# Part 1

## Python Coding and Data Set

### Importing all the required libraries

In [None]:
import pandas as pd
import numpy as np
from sklearn.preprocessing import StandardScaler
from sklearn.decomposition import PCA
from sklearn.model_selection import train_test_split 
from sklearn.svm import SVC  
from sklearn.metrics import classification_report, confusion_matrix  
from sklearn.neighbors import KNeighborsClassifier
from sklearn import svm
from matplotlib import pyplot as plt
from itertools import chain

### Load in the data file and header file provided 

In [None]:
# Read the header file 
hd= pd.read_csv (r'C:/Users/Lina/Desktop/GA/field_names.txt' ,header=None)

# Read the actual data and appending the header data to the dataframe
df = pd.read_csv (r'C:/Users/Lina/Desktop/GA/breast-cancer.csv', header=None, names=hd[0].tolist())


### Compute the mean and median smoothness and compactness for benign and malignant tumors 

In [None]:
# 1- split the data based on whether it is benign or malignant 
groups=df.groupby('diagnosis')
benData=groups.get_group('B')  # benign data
malData=groups.get_group('M')  # malignant data

 
# 2- the computation of the mean and and median 
print(benData['smoothness_mean'].describe())
print(malData['smoothness_mean'].describe())
print(benData['compactness_mean'].describe())
print(malData['compactness_mean'].describe())
print('************************************************')

Results:
Discriptive statistics for smoothness_mean of benign data 
![smoothnessB.png](attachment:smoothnessB.png)
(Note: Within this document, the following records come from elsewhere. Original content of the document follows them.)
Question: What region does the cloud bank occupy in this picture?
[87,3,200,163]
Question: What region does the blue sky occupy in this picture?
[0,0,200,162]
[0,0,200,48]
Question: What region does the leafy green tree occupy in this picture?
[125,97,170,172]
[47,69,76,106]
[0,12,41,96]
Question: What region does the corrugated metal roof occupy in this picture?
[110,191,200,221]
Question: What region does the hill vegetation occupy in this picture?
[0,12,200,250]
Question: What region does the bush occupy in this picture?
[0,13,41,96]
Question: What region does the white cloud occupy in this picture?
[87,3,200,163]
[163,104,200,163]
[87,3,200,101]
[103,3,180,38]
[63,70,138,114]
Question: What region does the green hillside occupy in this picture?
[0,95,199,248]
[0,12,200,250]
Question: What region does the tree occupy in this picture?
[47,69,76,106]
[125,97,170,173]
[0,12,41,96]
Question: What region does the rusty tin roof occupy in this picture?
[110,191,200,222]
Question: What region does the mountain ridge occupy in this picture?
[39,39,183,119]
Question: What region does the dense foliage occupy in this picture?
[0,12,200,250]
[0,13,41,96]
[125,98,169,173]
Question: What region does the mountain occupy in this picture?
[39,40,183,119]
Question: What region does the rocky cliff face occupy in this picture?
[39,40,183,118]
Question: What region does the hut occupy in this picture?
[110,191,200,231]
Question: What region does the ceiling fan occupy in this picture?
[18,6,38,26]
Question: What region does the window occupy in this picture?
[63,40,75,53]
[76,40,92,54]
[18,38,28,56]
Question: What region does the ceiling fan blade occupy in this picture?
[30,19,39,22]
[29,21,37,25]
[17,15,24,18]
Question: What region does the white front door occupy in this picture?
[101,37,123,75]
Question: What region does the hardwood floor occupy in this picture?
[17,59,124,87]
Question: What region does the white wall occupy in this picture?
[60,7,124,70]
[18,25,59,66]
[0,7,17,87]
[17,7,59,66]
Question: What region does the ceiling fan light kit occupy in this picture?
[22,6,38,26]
Discriptive statistics for smoothness_mean of malignant data 
![smoothnessM.png](attachment:smoothnessM.png)

Discriptive statistics for compactness_mean_mean of benign data 
![compactnessB.png](attachment:compactnessB.png)

Discriptive statistics for compactness_mean_mean of malignant data 
![compactnessM.png](attachment:compactnessM.png)

We identify the mean and the median by using the information corresponding to 'mean' and '50%' respectively. From the result, we can tell that there are differences in the mean and median smoothness and compactness for benign and malignant tumors. This indicates smoothness and compactness are good features for differentiating the benign from malignant cancer.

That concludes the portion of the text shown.